We think that we need a change of scenery, for some reason.
I didn’t grow up with the idea of “going on holidays”. Being away to travel was a luxury. It’s a luxury to take time off, to go somewhere else and look at some touristy stuff, to not be working.
My mother didn’t get the chance to do any of that.
For her, “the good life awaits in the future”. That was her life motto. But she never thought she had to leave before that future.
Just right before that future.
She wasn’t suffering in her working day-to-day. But she postponed joy. Actively avoided it. She had to rationalise the things she enjoyed, as if she used it more today there won’t be enough for her tomorrow, or next year, or ten years later.
Now I’m here. On my second holiday away with my husband and baby daughter, I keep thinking about my mom. How she thought her life could finally start when she retired and when I start to make a living by myself.
She didn’t get to see much of the world. She thought she didn’t have the choice, or the control.
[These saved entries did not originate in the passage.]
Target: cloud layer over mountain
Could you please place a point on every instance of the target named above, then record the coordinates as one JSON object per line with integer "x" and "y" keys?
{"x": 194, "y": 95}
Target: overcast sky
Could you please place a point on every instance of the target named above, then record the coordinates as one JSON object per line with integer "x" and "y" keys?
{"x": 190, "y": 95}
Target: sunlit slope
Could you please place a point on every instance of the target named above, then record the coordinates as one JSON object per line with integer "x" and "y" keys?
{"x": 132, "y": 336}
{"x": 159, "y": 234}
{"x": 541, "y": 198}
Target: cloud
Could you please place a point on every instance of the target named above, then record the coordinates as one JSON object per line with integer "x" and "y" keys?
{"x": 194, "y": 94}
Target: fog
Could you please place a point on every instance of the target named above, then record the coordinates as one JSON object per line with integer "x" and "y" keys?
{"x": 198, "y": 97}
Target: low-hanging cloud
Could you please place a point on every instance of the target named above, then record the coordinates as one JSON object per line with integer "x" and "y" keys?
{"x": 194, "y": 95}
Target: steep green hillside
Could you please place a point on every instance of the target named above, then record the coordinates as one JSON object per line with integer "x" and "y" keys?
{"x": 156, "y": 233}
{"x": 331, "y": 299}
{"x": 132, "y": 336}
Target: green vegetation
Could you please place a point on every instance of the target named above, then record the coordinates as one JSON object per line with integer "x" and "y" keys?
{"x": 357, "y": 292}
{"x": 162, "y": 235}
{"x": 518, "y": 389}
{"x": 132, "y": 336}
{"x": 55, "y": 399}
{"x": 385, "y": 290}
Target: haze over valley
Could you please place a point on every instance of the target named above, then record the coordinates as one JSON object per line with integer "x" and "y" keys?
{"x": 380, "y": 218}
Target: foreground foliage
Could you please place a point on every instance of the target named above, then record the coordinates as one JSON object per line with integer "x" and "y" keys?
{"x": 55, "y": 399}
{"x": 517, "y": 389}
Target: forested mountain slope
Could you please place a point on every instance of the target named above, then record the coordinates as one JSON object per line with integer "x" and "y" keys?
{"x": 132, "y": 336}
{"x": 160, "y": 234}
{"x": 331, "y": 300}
She never went traveling alone. She was afraid of being alone. But in the end, she had to leave alone. Like we all will.
But the best ones always leave early.
Thanks to my parents, I started traveling by myself early in life. And I don’t plan to stop, even though now I will take care of a baby full-time.
I will travel the world with her. And tell her that life has hope for the future, but is happening right now.